Pooping for all the dogs was random, having nothing to do with size or sex, which makes sense since defecation seems to play a much less important role in scent-marking than urination, at least among canines. The researchers also noted that dogs who had been at the shelter longer did more frequent targeted peeing, and were also more likely to poop on their walks. The researchers concluded:
“Our findings regarding body size and urinary behavior support the hypothesis that small dogs communicate more frequently via scent marking than larger dogs. Body size is known to influence visual and auditory communication in mammals, and our data show that body size also influences chemical communication. Finally, our results provide context for problematic marking behaviors in the home.”4
Of course, the smaller size of small dogs’ bladders can sometimes account for more frequent peeing, but it doesn’t explain the targeted aspect of scent marking. The takeaway: Small dogs prefer scent marking and do more of it because it’s less risky for them than direct interactions with other dogs. They’re able to avoid conflict through sniffing and marking.
In one of Lisberg’s 2011 experiments, she presented short wooden stakes that had been urinated on to a group of dogs that included both intact and spayed/neutered dogs of both genders. She then observed and recorded their behavior.5 Somewhat surprisingly, the females in the group spent just as much time investigating the pee of unfamiliar dogs as the males did. The males were primarily interested in the urine of unfamiliar males; however, the females were equally interested in the urine of both sexes.
Lisberg also observed that the dogs with the highest tail positions (assumed to be the highest status dogs) spent less time sniffing; dogs with low tail positions spent the most time at it. However, dogs with high tail positions did the most over-marking (urinating on or near the mark left by another canine).

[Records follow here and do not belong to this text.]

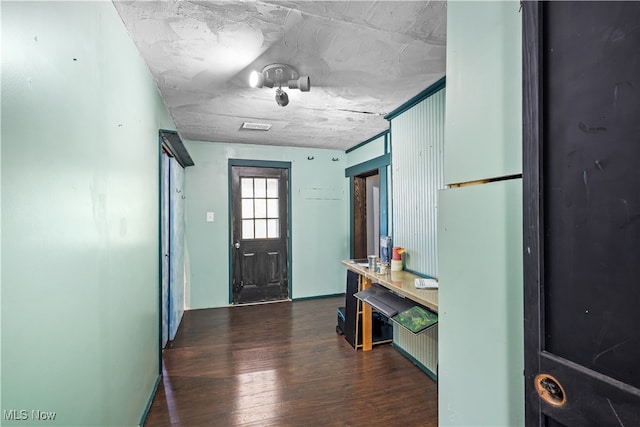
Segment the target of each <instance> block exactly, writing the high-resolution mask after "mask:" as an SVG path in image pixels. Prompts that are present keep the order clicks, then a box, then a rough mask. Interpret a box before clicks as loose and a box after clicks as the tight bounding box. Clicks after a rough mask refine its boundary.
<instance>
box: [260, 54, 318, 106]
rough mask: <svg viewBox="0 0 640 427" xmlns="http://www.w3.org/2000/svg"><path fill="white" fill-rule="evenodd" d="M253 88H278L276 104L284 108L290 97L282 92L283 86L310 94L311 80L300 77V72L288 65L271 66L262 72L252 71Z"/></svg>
mask: <svg viewBox="0 0 640 427" xmlns="http://www.w3.org/2000/svg"><path fill="white" fill-rule="evenodd" d="M249 85H250V86H251V87H258V88H260V87H265V86H266V87H277V89H276V102H277V103H278V105H279V106H281V107H284V106H286V105H287V104H289V96H288V95H287V93H286V92H285V91H283V90H282V86H283V85H284V86H289V89H300V91H301V92H309V90H310V89H311V80H310V79H309V76H300V75H299V74H298V70H296V69H295V68H293V67H292V66H291V65H287V64H271V65H267V66H266V67H264V68H263V69H262V72H261V73H259V72H257V71H252V72H251V75H250V76H249Z"/></svg>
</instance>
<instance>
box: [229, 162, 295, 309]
mask: <svg viewBox="0 0 640 427" xmlns="http://www.w3.org/2000/svg"><path fill="white" fill-rule="evenodd" d="M288 192H289V170H288V169H286V168H270V167H247V166H232V167H231V193H232V195H231V200H232V235H231V239H232V240H231V241H232V245H233V248H232V294H233V303H234V304H249V303H256V302H265V301H280V300H286V299H287V298H289V268H288V260H289V255H288V227H289V225H288V215H289V213H288V197H289V196H288Z"/></svg>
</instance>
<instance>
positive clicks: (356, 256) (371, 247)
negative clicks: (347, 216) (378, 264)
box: [351, 169, 380, 259]
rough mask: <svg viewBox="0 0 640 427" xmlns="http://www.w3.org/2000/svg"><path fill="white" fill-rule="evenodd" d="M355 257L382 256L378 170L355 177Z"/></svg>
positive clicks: (365, 257)
mask: <svg viewBox="0 0 640 427" xmlns="http://www.w3.org/2000/svg"><path fill="white" fill-rule="evenodd" d="M353 207H354V212H353V241H352V242H351V243H352V247H353V257H354V258H356V259H360V258H366V257H367V256H368V255H376V256H379V255H380V246H379V242H380V174H379V173H378V169H375V170H371V171H368V172H365V173H362V174H360V175H357V176H354V177H353Z"/></svg>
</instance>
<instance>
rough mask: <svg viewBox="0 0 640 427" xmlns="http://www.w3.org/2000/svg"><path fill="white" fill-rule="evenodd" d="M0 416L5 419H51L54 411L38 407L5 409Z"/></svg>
mask: <svg viewBox="0 0 640 427" xmlns="http://www.w3.org/2000/svg"><path fill="white" fill-rule="evenodd" d="M2 418H3V419H4V420H5V421H28V420H31V421H53V420H55V419H56V413H55V412H52V411H41V410H39V409H31V410H27V409H5V410H3V411H2Z"/></svg>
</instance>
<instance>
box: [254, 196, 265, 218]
mask: <svg viewBox="0 0 640 427" xmlns="http://www.w3.org/2000/svg"><path fill="white" fill-rule="evenodd" d="M255 207H256V211H255V218H266V217H267V201H266V199H255Z"/></svg>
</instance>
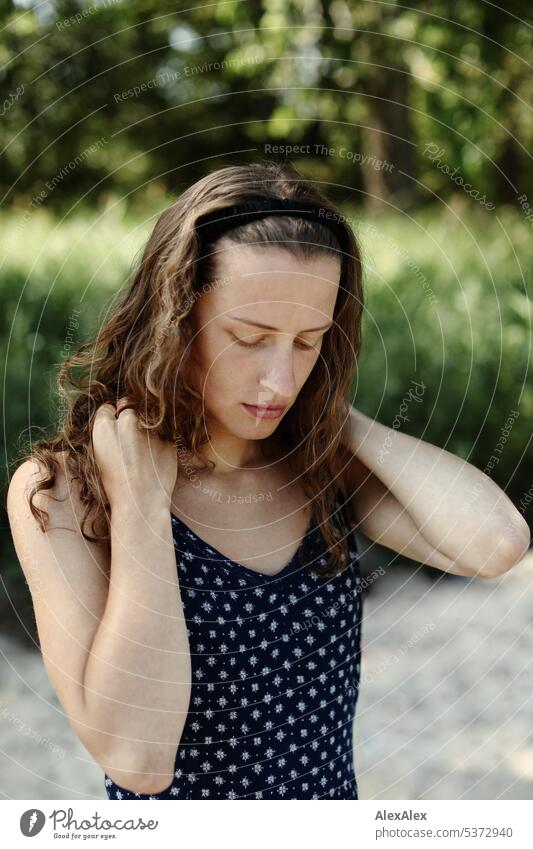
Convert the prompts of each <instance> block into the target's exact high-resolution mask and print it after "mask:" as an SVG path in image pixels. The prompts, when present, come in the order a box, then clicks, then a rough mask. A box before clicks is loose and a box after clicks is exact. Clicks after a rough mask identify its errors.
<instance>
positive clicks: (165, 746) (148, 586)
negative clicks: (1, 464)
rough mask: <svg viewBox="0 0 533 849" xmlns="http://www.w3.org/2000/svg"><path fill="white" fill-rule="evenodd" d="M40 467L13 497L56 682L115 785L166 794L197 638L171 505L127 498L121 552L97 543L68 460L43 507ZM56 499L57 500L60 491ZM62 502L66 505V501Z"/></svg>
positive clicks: (159, 500) (23, 548) (17, 533)
mask: <svg viewBox="0 0 533 849" xmlns="http://www.w3.org/2000/svg"><path fill="white" fill-rule="evenodd" d="M38 472H39V469H38V467H37V465H36V464H35V463H34V462H30V461H27V462H26V463H24V464H23V465H22V466H20V467H19V468H18V469H17V471H16V472H15V474H14V475H13V477H12V480H11V483H10V486H9V490H8V498H7V507H8V515H9V521H10V527H11V531H12V535H13V541H14V544H15V549H16V552H17V556H18V558H19V561H20V564H21V567H22V570H23V572H24V575H25V577H26V580H27V583H28V586H29V589H30V592H31V596H32V601H33V607H34V613H35V620H36V624H37V629H38V635H39V645H40V649H41V653H42V657H43V661H44V664H45V667H46V670H47V673H48V677H49V679H50V682H51V684H52V686H53V688H54V690H55V693H56V695H57V697H58V699H59V701H60V703H61V704H62V706H63V709H64V711H65V715H66V716H67V719H68V721H69V723H70V725H71V727H72V728H73V730H74V731H75V732H76V734H77V735H78V737H79V739H80V740H81V742H82V743H83V745H84V746H85V748H86V749H87V750H88V751H89V752H90V753H91V755H92V756H93V757H94V759H95V760H96V762H97V763H98V764H99V765H100V766H101V767H102V769H103V770H105V771H106V772H107V773H108V775H109V776H110V777H111V778H112V780H113V781H114V782H115V783H116V784H118V785H119V786H122V787H124V788H126V789H128V790H131V791H133V792H138V793H141V794H154V793H159V792H162V790H163V789H166V788H167V787H168V786H169V785H170V783H171V781H172V778H173V773H174V759H175V753H176V750H177V748H178V745H179V741H180V738H181V733H182V730H183V726H184V722H185V718H186V715H187V711H188V705H189V699H190V692H191V669H190V654H189V643H188V635H187V631H186V626H185V621H184V613H183V606H182V602H181V596H180V589H179V583H178V578H177V570H176V553H175V549H174V545H173V538H172V526H171V521H170V511H169V507H168V504H167V503H166V499H162V498H160V497H159V496H158V495H157V493H154V492H153V490H152V492H151V497H150V501H149V502H148V501H147V500H145V501H143V500H140V499H138V498H137V499H136V500H135V503H134V504H133V505H132V502H131V501H130V499H128V497H127V496H128V493H127V492H124V493H123V496H122V499H121V501H120V502H119V504H120V506H117V507H113V510H112V517H111V549H112V551H111V553H110V552H109V549H108V547H107V546H103V545H99V544H97V543H95V542H91V541H88V540H86V539H85V538H84V537H83V536H82V533H81V530H80V525H81V520H82V516H83V513H84V508H83V505H82V503H81V499H80V493H79V482H78V481H76V480H71V481H69V480H68V477H67V470H66V468H64V465H63V463H59V464H58V473H57V476H56V481H55V485H54V487H53V488H52V489H51V490H50V493H48V492H45V491H43V492H39V493H38V494H37V497H36V499H35V502H36V505H37V506H38V507H39V508H41V509H44V510H46V511H47V512H48V514H49V519H50V523H49V528H48V530H47V531H46V533H43V532H42V531H41V529H40V527H39V526H38V524H37V521H36V519H35V518H34V516H33V514H32V513H31V511H30V508H29V505H28V498H27V492H28V489H29V486H30V485H33V484H34V483H35V478H34V476H35V474H36V473H38ZM50 495H51V496H52V497H49V496H50ZM56 499H57V500H56Z"/></svg>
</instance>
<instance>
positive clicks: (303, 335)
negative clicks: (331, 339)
mask: <svg viewBox="0 0 533 849" xmlns="http://www.w3.org/2000/svg"><path fill="white" fill-rule="evenodd" d="M217 246H218V247H219V251H220V253H219V257H218V268H217V277H218V276H220V278H221V279H223V280H224V281H229V282H228V283H225V285H223V286H219V287H216V286H215V287H214V288H213V289H212V290H210V291H209V292H207V293H206V294H204V295H202V297H201V298H200V299H199V301H198V302H197V304H196V307H195V312H194V316H193V320H194V322H195V330H196V331H197V335H196V336H195V338H194V342H193V346H194V347H193V352H194V356H195V361H196V363H197V365H198V370H199V371H198V372H197V375H198V374H199V375H200V386H199V390H200V391H201V393H202V397H203V399H204V405H205V408H204V410H205V417H206V423H207V427H208V430H209V435H210V442H209V445H208V447H207V446H206V453H205V456H206V457H207V458H208V459H212V460H214V461H215V462H216V464H217V468H216V473H217V474H219V473H220V474H224V473H231V472H232V471H233V470H238V469H242V468H245V467H246V464H250V463H251V464H253V463H254V462H255V461H256V460H258V459H259V458H260V454H259V451H258V445H257V442H258V441H259V440H263V439H265V438H268V437H271V436H272V434H274V433H275V431H276V428H277V426H278V425H279V423H280V422H281V421H282V419H283V416H284V415H286V414H287V412H288V410H289V408H290V407H291V406H292V405H293V404H294V402H295V401H296V399H297V397H298V394H299V392H300V390H301V388H302V386H303V385H304V384H305V382H306V380H307V378H308V377H309V375H310V373H311V371H312V370H313V368H314V366H315V363H316V361H317V359H318V357H319V356H320V349H321V346H322V340H323V338H324V335H325V333H327V332H328V326H331V323H332V321H333V312H334V309H335V302H336V298H337V292H338V285H339V280H340V261H339V260H338V259H337V258H336V257H334V256H327V255H323V254H318V253H317V254H315V255H314V256H312V257H310V258H308V259H305V260H302V259H299V258H298V259H297V258H296V257H293V256H292V255H291V254H290V253H289V252H288V251H287V250H284V249H283V248H279V247H277V246H271V245H269V246H265V247H262V246H256V245H254V246H238V245H234V244H232V243H230V242H229V241H228V240H227V239H225V238H222V239H220V241H219V243H217ZM238 319H246V320H247V321H246V322H244V321H242V320H238ZM248 322H254V324H251V323H248ZM255 323H259V324H261V325H267V326H268V328H275V329H267V328H266V327H258V326H256V325H255ZM197 380H198V377H197ZM267 404H271V405H282V406H284V407H285V409H284V411H283V412H282V414H281V415H280V416H278V417H276V418H266V417H263V416H258V415H256V414H255V412H254V411H253V410H252V411H250V410H248V409H247V408H246V407H245V406H243V405H267Z"/></svg>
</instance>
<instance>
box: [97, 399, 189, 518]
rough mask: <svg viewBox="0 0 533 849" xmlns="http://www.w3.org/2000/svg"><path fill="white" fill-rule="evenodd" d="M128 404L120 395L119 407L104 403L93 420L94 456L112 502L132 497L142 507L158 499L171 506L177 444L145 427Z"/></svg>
mask: <svg viewBox="0 0 533 849" xmlns="http://www.w3.org/2000/svg"><path fill="white" fill-rule="evenodd" d="M128 403H129V401H128V399H127V398H121V399H120V401H119V402H118V404H117V408H115V406H114V405H113V404H102V406H101V407H99V408H98V410H97V412H96V415H95V418H94V422H93V429H92V442H93V450H94V457H95V460H96V463H97V465H98V468H99V470H100V475H101V478H102V483H103V486H104V489H105V491H106V495H107V497H108V499H109V503H110V504H111V507H113V504H116V503H119V502H123V501H124V499H128V498H129V499H131V500H132V501H133V502H134V503H135V504H136V505H139V504H141V506H142V505H143V504H150V505H152V504H153V502H154V501H158V500H159V502H160V503H163V504H164V505H165V507H168V508H169V509H170V504H171V500H172V493H173V490H174V486H175V483H176V477H177V473H178V454H177V451H176V447H175V445H174V444H173V443H171V442H166V441H164V440H162V439H160V438H159V437H158V436H156V435H154V434H152V433H151V432H150V431H147V430H142V429H141V428H140V427H139V424H138V417H137V413H136V412H135V410H134V409H132V408H131V407H126V405H127V404H128ZM117 409H118V411H119V415H118V416H117V415H116V414H117Z"/></svg>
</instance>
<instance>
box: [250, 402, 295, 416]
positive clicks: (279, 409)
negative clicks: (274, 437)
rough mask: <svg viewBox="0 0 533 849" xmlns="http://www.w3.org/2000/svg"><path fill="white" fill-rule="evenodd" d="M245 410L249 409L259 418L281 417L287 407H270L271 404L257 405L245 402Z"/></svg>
mask: <svg viewBox="0 0 533 849" xmlns="http://www.w3.org/2000/svg"><path fill="white" fill-rule="evenodd" d="M242 406H243V407H244V409H245V410H247V411H248V412H249V413H250V414H251V415H252V416H255V417H256V418H258V419H279V417H280V416H282V415H283V413H284V411H285V410H286V409H287V408H286V407H269V406H261V407H260V406H257V404H244V403H243V405H242Z"/></svg>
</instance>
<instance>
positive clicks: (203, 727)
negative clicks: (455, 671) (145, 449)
mask: <svg viewBox="0 0 533 849" xmlns="http://www.w3.org/2000/svg"><path fill="white" fill-rule="evenodd" d="M341 505H342V498H341V500H340V501H338V502H337V505H336V506H337V507H338V508H340V507H341ZM341 516H342V510H341ZM171 521H172V529H173V539H174V547H175V551H176V566H177V572H178V580H179V584H180V590H181V597H182V601H183V609H184V613H185V618H186V622H187V631H188V636H189V647H190V651H191V664H192V691H191V698H190V703H189V712H188V715H187V719H186V722H185V726H184V728H183V732H182V735H181V739H180V743H179V746H178V748H177V751H176V758H175V764H174V775H173V779H172V782H171V784H170V785H169V786H168V787H167V788H166V790H164V791H163V792H161V793H157V794H152V795H145V794H140V793H134V792H133V791H130V790H127V789H125V788H124V787H121V786H120V785H118V784H116V783H114V782H113V781H112V780H111V778H109V776H107V775H105V789H106V792H107V795H108V798H110V799H357V798H358V791H357V781H356V776H355V769H354V759H353V722H354V717H355V709H356V703H357V698H358V692H359V677H360V650H361V648H360V636H361V616H362V603H361V593H360V573H359V558H358V554H357V546H356V542H355V538H354V537H353V536H352V535H351V532H350V531H349V529H348V534H349V537H348V548H349V554H350V557H349V563H348V566H347V567H346V568H345V569H344V570H343V571H342V572H341V573H340V574H338V575H336V576H335V577H333V578H323V577H320V576H319V575H318V574H316V573H315V572H313V571H312V570H310V569H308V568H307V567H306V566H302V565H301V563H300V558H296V557H295V558H293V559H292V561H291V562H290V564H287V566H286V567H285V568H284V569H282V570H281V572H279V573H278V574H276V575H270V576H266V575H264V574H261V573H260V572H257V571H253V570H251V569H248V568H246V567H244V566H240V565H239V564H238V563H234V562H233V561H229V560H227V559H225V558H223V556H222V555H221V554H220V553H219V552H217V551H215V549H213V548H212V547H211V546H209V545H207V543H206V542H205V541H204V540H202V539H201V538H200V537H198V536H197V535H196V534H194V533H193V532H192V531H191V530H190V529H188V528H187V526H186V525H184V524H183V522H181V521H180V520H179V519H178V518H177V517H176V516H172V520H171ZM305 546H306V554H307V555H308V562H309V555H311V559H313V560H314V561H316V562H318V563H320V564H322V563H325V562H326V560H325V555H327V549H326V546H325V542H324V539H323V537H322V535H321V534H320V533H319V532H318V528H317V527H316V525H315V524H314V523H313V524H312V527H311V530H310V532H308V534H307V537H306V541H305Z"/></svg>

None of the females over-marked. Instead, they adjacent-marked from a distance of 4 to 5 feet. In a previous study, Lisberg demonstrated that over-marking and adjacent marking are actually different responses with different motivations. Lisberg performed another experiment at a popular dog park to observe dogs’ pee investigation, ano-genital (AG) investigation (butt sniffing) and peeing behavior at the entrance to the park. A few of her observations:
Interestingly, Lisberg noted a consistent tendency of dogs getting the AG treatment to quickly move a few feet away and urinate. This caused the other dogs to sniff the urine rather than the new dog, which ended the potentially stressful physical contact.
Lisberg speculated that urine marking might be a way for dogs to reveal social information about themselves, while avoiding the tension created by butt sniffing strangers. It’s possible that if more dogs were able to greet one another through the pee-and-sniff method versus the butt sniff method, there would be fewer issues when leashed dogs meet up with other dogs.
According to Lisberg:
“Urine marks are really complex signals, and dogs seem to be far savvier than most owners seem to think when it comes to deciding what to sniff (and for how long) and what to counter-mark (adjacent or over-mark). When we walk our dogs, all we notice are the big responses, but we don’t see the likely many signals that they are ignoring or avoiding.
For the most part, dogs are not wantonly running around and sniffing and urinating on everything (despite appearances to the contrary), but rather appear to be making decisions about what marks are important to pay attention to and whether and how to respond.”6
Food for thought! “When it’s dog walk time, let your dog set the pace, and let THEIR walk be for them,” suggests animal behaviorist Marc Bekoff Ph.D. “Let them sniff and pee to their heart’s content and enjoy the fact that you are allowing them to be dogs.”